I remind my kids incessantly that the melodies they lustily sing at the annual family Passover Seder are not documented in any book of liturgical music, but that they are the memorabilia of God-knows-how-many generations of Wiludzanski’s and Levinski’s and Goldsmith’s and Gornitzski’s that are now reincarnated in far-flung and unanticipated places like Greenville and Ann Arbor.
I bring out ancient family pictures even if they are not always enthusiastic about seeing them again, and relate fragments of wonder-tales in a determined effort to make relatives long gone come back to life. I laughingly offer them "a hopple" in memory of Aunt Ruth and “The Butterflies.”
Now, my kids and their spouses grow increasingly fascinated with these forebearer stories, luxuriating in vicarious reminiscences of the family grocery store on the West Side of Chicago. Even at age 6, I remind them, Ben was motivated to learn a self-taught genealogical litany he would repeat to anyone who would listen, declaring proudly that his full Hebrew name was "Binyamin Immanuel, ben Moshe Chayim, ben Shimon, ben Yehudah, ben Yonah, ben Yosef, and Esther Devorah, bat Avraham Yitzchak."
I know by implicit faith that there are worlds more at work here than mere ancestral trivia.
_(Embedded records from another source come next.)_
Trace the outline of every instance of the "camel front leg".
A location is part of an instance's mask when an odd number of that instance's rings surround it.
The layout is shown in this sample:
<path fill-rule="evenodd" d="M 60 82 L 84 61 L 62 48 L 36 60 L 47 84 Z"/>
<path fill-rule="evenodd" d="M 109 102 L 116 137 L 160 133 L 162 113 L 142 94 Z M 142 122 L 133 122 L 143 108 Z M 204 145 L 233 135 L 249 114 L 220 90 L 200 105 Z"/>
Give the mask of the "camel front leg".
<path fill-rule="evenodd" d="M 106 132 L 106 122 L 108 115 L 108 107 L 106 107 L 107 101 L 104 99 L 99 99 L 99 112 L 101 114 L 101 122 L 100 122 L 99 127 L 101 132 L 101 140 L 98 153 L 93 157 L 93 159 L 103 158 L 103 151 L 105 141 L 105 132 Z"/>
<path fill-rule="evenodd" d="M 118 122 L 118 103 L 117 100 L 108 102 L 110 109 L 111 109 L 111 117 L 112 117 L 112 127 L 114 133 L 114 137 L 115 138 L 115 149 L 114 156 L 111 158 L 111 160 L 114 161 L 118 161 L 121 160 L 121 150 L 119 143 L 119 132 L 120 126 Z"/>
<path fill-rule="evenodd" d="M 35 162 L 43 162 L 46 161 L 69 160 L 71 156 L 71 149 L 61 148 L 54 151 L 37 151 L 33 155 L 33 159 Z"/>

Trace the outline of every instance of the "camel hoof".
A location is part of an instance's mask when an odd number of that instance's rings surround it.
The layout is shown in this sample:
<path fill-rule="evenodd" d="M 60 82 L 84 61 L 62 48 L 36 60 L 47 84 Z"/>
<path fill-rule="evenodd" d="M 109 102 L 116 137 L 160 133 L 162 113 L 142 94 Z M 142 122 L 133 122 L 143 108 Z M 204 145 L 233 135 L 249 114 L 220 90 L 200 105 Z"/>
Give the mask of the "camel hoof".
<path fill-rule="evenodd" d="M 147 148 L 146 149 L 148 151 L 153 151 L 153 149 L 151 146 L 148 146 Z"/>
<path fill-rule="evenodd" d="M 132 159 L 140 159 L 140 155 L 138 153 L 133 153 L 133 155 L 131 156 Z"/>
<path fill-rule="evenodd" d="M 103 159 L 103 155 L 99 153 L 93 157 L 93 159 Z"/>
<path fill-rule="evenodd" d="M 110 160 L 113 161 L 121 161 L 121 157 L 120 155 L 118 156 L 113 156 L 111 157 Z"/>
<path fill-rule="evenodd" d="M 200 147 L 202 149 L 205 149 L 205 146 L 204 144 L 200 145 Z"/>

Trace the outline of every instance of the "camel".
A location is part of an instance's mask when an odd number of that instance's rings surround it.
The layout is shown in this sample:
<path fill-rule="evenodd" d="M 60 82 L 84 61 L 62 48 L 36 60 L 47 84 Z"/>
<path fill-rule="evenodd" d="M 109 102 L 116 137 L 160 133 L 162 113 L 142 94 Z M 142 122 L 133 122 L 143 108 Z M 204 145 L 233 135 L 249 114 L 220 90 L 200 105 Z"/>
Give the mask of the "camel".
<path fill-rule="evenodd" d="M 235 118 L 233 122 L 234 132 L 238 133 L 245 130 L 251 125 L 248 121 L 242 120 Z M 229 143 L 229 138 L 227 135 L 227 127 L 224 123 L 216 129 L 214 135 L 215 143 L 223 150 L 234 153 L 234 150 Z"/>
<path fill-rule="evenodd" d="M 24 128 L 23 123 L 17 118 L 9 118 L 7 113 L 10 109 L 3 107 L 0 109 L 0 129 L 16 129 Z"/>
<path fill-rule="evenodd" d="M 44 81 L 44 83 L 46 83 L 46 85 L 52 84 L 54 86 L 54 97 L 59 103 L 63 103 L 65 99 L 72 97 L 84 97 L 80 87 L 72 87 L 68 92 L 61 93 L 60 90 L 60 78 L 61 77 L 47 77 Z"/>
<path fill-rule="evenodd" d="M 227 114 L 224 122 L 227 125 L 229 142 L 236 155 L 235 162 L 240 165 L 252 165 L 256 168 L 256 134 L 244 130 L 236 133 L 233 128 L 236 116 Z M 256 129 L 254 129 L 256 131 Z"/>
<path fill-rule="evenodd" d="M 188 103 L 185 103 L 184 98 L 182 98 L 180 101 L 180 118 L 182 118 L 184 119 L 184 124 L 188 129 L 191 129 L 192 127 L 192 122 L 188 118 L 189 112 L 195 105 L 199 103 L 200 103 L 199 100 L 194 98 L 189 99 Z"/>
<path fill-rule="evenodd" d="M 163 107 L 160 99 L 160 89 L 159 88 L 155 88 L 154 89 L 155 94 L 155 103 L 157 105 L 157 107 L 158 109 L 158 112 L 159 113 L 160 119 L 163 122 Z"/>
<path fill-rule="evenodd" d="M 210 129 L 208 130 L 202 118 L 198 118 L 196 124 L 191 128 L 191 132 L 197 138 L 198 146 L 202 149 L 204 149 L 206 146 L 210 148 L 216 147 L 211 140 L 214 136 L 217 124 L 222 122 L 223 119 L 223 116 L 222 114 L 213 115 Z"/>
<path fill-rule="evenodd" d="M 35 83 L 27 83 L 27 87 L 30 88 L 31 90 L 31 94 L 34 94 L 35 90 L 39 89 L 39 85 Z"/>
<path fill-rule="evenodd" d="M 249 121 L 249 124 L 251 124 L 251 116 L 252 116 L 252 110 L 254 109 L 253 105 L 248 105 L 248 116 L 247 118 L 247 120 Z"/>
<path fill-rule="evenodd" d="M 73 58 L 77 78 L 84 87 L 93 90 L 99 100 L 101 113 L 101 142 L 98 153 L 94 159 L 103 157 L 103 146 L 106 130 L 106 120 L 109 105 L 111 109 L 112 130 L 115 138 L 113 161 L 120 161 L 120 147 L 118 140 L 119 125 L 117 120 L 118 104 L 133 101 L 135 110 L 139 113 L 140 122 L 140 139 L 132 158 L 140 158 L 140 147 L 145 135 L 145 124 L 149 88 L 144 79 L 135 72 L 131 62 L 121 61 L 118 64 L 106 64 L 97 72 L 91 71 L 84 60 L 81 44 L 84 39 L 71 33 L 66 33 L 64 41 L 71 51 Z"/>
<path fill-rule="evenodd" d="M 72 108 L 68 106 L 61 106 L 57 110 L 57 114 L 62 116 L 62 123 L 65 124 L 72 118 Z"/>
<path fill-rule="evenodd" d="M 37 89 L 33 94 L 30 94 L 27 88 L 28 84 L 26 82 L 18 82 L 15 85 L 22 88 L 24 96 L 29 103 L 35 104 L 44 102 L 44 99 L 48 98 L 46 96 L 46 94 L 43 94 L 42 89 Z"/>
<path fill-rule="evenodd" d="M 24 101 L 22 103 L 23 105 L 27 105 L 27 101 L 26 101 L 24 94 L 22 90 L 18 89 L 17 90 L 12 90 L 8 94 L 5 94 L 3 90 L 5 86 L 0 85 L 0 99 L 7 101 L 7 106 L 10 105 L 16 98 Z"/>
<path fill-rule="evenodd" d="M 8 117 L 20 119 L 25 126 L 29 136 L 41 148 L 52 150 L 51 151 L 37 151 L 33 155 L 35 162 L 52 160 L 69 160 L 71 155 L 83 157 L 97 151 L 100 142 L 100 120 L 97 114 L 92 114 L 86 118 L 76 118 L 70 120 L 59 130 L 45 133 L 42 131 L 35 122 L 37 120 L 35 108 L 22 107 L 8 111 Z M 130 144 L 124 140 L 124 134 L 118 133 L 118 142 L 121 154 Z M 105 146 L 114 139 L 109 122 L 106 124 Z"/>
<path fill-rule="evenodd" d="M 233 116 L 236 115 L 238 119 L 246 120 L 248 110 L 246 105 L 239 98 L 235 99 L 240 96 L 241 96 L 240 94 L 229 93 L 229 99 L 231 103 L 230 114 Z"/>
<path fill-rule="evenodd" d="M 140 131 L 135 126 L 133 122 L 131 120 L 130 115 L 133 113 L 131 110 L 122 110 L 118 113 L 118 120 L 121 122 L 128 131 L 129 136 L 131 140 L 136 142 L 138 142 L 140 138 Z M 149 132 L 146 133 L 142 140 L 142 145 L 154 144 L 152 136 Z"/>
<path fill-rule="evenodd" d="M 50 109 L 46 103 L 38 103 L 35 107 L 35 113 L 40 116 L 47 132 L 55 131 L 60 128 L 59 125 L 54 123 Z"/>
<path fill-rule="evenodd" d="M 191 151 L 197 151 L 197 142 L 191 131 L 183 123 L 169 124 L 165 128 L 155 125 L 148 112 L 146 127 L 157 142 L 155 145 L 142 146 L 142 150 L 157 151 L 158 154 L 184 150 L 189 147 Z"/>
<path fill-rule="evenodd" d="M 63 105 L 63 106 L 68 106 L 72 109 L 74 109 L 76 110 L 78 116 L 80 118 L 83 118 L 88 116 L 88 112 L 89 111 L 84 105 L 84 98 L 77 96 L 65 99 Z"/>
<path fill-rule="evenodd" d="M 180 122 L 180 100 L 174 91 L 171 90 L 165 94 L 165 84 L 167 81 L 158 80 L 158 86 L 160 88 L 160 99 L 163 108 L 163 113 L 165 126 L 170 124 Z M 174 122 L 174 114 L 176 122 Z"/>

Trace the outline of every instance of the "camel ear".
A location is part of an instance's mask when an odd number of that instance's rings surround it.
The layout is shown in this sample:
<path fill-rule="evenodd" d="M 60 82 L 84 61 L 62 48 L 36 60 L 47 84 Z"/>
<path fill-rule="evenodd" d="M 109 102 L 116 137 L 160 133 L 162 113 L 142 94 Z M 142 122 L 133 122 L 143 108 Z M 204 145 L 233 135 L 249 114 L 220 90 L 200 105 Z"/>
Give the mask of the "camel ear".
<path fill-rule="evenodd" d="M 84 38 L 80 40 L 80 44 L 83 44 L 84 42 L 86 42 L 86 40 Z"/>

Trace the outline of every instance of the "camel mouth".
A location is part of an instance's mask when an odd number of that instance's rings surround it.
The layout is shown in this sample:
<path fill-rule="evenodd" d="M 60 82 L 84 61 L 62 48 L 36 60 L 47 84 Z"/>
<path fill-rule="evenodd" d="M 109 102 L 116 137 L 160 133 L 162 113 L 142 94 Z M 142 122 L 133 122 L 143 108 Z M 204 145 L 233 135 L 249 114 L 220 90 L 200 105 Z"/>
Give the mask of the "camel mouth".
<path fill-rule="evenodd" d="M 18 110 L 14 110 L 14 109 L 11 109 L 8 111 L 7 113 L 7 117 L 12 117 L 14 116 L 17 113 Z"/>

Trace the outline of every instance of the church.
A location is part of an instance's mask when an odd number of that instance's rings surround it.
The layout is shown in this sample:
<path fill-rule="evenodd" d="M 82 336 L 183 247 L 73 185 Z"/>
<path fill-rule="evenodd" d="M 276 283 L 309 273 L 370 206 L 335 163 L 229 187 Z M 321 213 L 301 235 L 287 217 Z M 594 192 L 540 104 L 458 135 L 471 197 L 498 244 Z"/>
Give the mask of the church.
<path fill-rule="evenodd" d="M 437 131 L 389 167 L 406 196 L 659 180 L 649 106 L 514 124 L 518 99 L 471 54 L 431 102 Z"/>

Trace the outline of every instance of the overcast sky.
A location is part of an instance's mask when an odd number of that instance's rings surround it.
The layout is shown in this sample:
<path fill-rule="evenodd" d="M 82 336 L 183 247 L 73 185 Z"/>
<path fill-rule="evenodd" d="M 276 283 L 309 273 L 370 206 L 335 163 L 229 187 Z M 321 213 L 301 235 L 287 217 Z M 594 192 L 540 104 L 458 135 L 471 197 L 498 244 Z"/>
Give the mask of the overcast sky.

For, it is as much a matter of biological fact as it is philosophical conjecture that in deepening its roots, the stock of a tree grows more vital, and the fruit it produces invariably grow more bountiful. This I believe more firmly than ever: The possibility of creating generations that will flourish to their highest calling will increase exponentially as we speak to then of "Butterflies," and "hopples," and savory stories of illustrious and not-so-illustrious ancestors, all of whom will remind them that our lives are more than the spontaneous products of detached moments in time.
What is past, I pray that they will learn, in deference to Shakespeare, is simply prologue.
Oh, a final word: I did indeed visit The Butterflies. Ironically, both of them passed on shortly afterward. Mother, as always, knew best.